Warming up strategy for MIC dgemm call

piyush_s_
Beginner
622 Views

In my computation, I manually offload some computation to MIC using offload pragmas.  Offloaded computation also involves a call to MKL's Double precision general matrix-matrix multiplication (dgemm). Work between host CPU and MIC is divided based on performance model. Performance model rely on DGEMM performance ( in Gigaflops/sec), which  is  recorded by running a microbenchmark for various operand sizes (m,n and k) (done offline) .  

Before the actual computation is started, I run a warm up dgemm call on largest operand sizes I will encounter in our computation ( which in my case is n=m~10000 and k~200). Even after the warm up call, I observe that for some dgemm computation  still performance is unexpectedly low.

k0 =2, m 2405 n 903 ,k 192, flop rate 67.2766
k0 =2, m 2405 n 903 ,k 192, flop rate 440.115
k0 =17, m 2422 n 1066 ,k 192, flop rate 67.5244
k0 =17, m 2422 n 1066 ,k 192, flop rate 599.45
k0 =346, m 2812 n 1280 ,k 2, flop rate 1.49697
k0 =346, m 2812 n 1280 ,k 2, flop rate 15.2189

Above are some anomalous performance observed. m,n,k are dimensions of dgemm call. (  k0 is iteration number (irrelevant for present discussion)). Note that I run each of them twice, and the second time the measured flop rate corroborate nicely with estimated value. However, in real computation, I may not have an option to do dgemm twice.

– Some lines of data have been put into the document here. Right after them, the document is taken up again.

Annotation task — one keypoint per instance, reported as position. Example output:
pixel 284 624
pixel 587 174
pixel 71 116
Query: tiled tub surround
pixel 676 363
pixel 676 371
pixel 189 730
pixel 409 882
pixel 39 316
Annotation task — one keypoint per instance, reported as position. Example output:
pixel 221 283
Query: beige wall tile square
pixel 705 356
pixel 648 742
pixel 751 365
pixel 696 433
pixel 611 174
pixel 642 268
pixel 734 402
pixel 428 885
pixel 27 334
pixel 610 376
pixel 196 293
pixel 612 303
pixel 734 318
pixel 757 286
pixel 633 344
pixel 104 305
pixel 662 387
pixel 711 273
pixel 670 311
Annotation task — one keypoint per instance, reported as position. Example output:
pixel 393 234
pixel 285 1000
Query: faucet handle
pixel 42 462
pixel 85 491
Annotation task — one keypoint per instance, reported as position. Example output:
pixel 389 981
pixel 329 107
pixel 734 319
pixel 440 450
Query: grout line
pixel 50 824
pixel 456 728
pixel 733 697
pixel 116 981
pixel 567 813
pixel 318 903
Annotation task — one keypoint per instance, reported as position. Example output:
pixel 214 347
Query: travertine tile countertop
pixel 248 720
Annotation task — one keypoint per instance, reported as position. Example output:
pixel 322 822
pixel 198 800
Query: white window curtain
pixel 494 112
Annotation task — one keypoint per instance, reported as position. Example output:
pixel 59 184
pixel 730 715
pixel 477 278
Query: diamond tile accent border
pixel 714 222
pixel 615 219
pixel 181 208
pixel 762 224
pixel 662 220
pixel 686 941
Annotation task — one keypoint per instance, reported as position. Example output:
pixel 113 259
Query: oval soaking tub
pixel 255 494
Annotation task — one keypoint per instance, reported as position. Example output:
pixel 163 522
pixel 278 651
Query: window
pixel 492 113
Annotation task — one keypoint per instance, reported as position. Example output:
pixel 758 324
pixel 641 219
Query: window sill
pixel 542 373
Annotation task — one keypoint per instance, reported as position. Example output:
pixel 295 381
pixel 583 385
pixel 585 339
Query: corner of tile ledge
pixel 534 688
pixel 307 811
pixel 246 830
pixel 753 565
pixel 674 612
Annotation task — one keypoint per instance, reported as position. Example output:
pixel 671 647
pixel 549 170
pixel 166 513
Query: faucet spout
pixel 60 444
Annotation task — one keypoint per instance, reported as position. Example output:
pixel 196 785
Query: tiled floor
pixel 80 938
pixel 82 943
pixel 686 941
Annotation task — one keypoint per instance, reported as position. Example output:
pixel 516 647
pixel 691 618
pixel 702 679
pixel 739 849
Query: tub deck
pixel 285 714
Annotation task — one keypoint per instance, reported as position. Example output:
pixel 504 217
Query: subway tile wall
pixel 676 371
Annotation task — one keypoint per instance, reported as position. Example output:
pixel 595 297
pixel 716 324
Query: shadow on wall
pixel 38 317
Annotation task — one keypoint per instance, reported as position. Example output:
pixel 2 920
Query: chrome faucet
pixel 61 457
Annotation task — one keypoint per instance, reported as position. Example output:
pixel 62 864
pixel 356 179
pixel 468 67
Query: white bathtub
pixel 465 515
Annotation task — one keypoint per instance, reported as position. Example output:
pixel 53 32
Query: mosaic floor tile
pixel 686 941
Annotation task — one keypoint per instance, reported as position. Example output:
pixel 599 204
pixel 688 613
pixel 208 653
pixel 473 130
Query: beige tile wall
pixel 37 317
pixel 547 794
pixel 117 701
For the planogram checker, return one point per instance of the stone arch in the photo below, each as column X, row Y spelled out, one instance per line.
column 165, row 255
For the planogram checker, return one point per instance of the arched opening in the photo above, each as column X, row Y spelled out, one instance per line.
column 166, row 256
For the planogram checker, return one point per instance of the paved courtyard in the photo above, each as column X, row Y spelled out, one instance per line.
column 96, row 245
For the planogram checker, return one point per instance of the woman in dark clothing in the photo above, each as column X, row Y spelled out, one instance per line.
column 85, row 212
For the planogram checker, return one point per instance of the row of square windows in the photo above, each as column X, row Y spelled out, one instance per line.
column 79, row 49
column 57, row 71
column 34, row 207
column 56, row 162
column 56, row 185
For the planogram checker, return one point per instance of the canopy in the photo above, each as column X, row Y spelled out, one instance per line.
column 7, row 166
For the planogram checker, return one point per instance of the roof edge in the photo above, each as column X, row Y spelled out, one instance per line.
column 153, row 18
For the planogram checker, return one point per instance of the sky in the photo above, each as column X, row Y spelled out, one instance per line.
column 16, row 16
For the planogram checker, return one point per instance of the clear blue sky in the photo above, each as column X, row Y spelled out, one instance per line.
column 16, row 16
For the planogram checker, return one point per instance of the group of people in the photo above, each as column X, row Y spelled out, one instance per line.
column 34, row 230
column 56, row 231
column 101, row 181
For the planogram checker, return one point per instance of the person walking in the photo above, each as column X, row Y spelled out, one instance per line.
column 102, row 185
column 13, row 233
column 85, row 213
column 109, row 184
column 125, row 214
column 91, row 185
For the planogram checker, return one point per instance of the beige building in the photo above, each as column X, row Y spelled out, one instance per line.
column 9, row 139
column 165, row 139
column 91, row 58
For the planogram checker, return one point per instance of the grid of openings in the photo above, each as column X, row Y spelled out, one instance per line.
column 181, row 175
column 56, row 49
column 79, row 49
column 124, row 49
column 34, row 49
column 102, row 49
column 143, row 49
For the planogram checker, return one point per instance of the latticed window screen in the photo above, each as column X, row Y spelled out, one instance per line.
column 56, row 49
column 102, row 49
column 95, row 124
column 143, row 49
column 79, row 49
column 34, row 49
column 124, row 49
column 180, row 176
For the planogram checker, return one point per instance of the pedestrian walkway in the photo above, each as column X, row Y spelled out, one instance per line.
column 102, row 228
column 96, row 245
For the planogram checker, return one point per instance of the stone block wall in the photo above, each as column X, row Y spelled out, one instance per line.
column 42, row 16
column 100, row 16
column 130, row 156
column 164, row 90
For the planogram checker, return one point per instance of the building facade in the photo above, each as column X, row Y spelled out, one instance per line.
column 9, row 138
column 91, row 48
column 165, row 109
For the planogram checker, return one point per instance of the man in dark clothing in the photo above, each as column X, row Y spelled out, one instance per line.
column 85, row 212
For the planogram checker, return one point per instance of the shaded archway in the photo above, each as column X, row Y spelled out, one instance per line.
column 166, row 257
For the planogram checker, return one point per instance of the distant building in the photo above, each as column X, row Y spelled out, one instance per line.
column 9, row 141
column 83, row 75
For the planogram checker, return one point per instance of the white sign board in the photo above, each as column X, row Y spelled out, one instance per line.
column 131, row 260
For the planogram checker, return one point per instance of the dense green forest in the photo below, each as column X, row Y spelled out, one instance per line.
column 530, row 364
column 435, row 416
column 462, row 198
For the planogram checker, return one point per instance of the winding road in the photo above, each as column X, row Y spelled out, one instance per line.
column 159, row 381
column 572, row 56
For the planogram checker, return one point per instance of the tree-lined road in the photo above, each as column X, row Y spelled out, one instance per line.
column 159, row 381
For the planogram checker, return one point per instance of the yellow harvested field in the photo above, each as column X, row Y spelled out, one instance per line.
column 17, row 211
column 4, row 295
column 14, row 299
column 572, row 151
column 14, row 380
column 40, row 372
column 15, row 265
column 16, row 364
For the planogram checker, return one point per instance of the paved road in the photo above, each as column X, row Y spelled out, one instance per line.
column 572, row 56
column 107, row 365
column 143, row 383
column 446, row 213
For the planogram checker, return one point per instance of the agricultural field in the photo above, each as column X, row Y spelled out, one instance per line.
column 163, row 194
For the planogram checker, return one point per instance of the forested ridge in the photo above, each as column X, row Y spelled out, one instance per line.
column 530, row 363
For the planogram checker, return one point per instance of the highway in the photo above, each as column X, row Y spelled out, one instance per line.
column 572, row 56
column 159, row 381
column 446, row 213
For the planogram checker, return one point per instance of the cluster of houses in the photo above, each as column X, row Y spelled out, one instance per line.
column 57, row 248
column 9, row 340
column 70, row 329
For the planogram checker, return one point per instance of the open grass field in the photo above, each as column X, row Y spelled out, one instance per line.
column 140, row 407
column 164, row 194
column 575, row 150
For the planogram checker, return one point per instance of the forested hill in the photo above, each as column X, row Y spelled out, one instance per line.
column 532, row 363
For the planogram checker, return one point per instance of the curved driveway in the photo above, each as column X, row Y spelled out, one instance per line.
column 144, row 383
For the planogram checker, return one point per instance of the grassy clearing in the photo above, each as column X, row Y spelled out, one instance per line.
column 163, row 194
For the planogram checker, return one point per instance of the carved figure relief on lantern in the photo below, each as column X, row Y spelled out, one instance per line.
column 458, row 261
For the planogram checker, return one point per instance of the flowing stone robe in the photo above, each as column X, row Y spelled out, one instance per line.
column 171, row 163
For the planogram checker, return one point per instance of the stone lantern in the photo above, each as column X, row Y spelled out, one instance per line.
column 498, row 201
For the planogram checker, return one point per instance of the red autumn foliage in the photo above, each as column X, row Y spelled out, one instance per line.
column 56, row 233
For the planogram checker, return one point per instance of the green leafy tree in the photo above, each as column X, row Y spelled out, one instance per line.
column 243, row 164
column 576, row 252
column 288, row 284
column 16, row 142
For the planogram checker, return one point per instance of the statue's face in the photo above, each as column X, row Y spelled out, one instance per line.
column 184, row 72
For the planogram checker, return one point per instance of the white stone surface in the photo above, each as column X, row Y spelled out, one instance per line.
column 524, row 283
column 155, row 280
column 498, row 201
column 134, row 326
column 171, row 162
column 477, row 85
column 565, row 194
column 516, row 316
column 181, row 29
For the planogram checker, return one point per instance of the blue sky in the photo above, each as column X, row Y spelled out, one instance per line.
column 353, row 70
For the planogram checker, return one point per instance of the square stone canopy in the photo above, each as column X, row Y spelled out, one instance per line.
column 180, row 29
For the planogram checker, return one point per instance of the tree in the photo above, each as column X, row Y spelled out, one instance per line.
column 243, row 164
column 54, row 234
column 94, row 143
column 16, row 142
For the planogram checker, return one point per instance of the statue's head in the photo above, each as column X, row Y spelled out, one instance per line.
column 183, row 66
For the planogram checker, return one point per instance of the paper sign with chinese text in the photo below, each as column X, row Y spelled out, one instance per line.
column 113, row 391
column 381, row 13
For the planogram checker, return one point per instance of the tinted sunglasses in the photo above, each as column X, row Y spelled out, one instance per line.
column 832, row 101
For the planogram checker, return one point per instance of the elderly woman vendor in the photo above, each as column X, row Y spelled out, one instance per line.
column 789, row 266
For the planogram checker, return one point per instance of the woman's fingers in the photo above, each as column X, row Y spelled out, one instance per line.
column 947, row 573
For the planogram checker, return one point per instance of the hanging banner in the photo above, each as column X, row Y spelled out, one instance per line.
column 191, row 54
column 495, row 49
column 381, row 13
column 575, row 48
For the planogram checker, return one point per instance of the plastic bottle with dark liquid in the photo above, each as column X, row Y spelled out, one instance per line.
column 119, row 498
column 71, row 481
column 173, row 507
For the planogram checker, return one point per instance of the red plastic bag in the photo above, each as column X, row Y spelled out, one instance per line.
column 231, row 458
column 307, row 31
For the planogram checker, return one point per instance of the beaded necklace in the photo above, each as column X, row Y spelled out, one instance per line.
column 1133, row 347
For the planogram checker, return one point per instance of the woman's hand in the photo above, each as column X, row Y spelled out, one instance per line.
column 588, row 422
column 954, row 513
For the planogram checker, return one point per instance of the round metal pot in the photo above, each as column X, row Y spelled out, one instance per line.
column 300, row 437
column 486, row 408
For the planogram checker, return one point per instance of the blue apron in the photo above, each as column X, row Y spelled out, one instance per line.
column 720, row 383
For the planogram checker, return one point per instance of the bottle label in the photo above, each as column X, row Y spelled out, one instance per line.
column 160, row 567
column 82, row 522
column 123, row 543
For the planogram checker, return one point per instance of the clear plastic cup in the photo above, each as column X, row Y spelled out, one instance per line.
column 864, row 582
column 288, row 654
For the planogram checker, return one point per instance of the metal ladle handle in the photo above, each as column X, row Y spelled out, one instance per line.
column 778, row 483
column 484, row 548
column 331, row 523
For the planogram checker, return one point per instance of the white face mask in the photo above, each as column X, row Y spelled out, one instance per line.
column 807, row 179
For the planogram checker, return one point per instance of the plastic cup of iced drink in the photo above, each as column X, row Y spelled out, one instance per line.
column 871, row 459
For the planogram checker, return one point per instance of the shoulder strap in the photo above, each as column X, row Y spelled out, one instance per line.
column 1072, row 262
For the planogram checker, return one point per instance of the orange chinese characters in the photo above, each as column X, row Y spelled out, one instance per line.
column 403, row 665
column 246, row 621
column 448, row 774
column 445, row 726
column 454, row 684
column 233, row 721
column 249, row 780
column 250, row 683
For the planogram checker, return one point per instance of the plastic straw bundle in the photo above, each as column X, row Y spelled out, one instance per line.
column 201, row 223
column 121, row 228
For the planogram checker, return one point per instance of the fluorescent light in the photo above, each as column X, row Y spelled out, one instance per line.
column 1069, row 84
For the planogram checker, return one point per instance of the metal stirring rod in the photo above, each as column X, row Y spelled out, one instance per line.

I am trying to understand what might cause such behaviour. Can such performance anomaly be mitigated by warming up dgemm for different sizes? If so, what sizes should I ran for warming up dgemm? What is minimum number of call that is required? (I'm presently trying trial and error, assuming that performance anomaly can be mitigated  by performing a series of  warm up of suitable sizes.)

( Computation is iterative in nature; thus a large number of offloads are performed. And if I incorrectly estimate of time taken by computation on MIC,  this may cause a load imbalance between host CPU and MIC, that may have a cascade effect on subsequent iterations due to nature of computation )

0 Kudos
2 Replies
TimP
Honored Contributor III
622 Views

Small values of k definitely will limit performance of MIC DGEMM.  In a relatively naive implementation, the k value would limit the number of threads.  Even though the current MIC DGEMM apparently has means to use a number of threads exceeding the value of k, it doesn't seem to be as effective as it is when k is several times the number of threads.

The recommended Automatic Offoad scheme is supposed to keep the DGEMM on host when m, n, or k aren't sufficiently large to overcome the overhead of offloading.

We have observed a warmup effect in MIC native operation as well.  It seemed to be associated with serialization of memory allocation.

0 Kudos
piyush_s_
Beginner
622 Views

I understand if I get 16 GF/s for k=2 (as it is a memory bandwidth bound computation and you might utilize only 1/4 of simd ) but not 1.5 GF/s. Coming back to my original question, Given I'd encounter many dgemms of sizes  0<m,n<10000 and 0<k<200, what can I do to prevent such anomalous performance. 

0 Kudos
Reply